Learning Content-Aware Multi-Modal Joint Input Pruning via Bird's-Eye-View Representation
Yuxin Li, Yiheng Li, Xulei Yang, Mengying Yu, Zihang Huang, Xiaojun Wu, Chai Kiat Yeo
TL;DR
The paper tackles the high computational load of BEV-based multimodal perception for autonomous driving by introducing a content-aware, joint input pruning method that uses the BEV representation as a shared anchor to prune non-critical regions across camera and LiDAR inputs. A pruning index predictor, trained end-to-end with the perception model, outputs a binary mask applied via an index multiplier to prune raw sensor data before sparse backbones, reducing complexity while preserving performance. Evaluations on NuScenes demonstrate that pruning up to 50% of inputs yields about a 35% reduction in GFlops and a 31% latency decrease with only small drops in 3D detection and map segmentation accuracy. The method outperforms traditional pruning baselines and demonstrates the practicality of input-level pruning for BEV-based perception pipelines, paving the way for more efficient on-board autonomous systems.
Abstract
In the landscape of autonomous driving, Bird's-Eye-View (BEV) representation has recently garnered substantial academic attention, serving as a transformative framework for the fusion of multi-modal sensor inputs.

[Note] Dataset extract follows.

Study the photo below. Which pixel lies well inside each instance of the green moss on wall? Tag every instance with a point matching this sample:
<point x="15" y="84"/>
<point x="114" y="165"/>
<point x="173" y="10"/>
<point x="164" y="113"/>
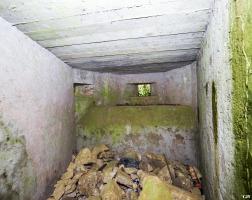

This BEV paradigm effectively shifts the sensor fusion challenge from a rule-based methodology to a data-centric approach, thereby facilitating more nuanced feature extraction from an array of heterogeneous sensors. Notwithstanding its evident merits, the computational overhead associated with BEV-based techniques often mandates high-capacity hardware infrastructures, thus posing challenges for practical, real-world implementations. To mitigate this limitation, we introduce a novel content-aware multi-modal joint input pruning technique. Our method leverages BEV as a shared anchor to algorithmically identify and eliminate non-essential sensor regions prior to their introduction into the perception model's backbone. We validatethe efficacy of our approach through extensive experiments on the NuScenes dataset, demonstrating substantial computational efficiency without sacrificing perception accuracy. To the best of our knowledge, this work represents the first attempt to alleviate the computational burden from the input pruning point.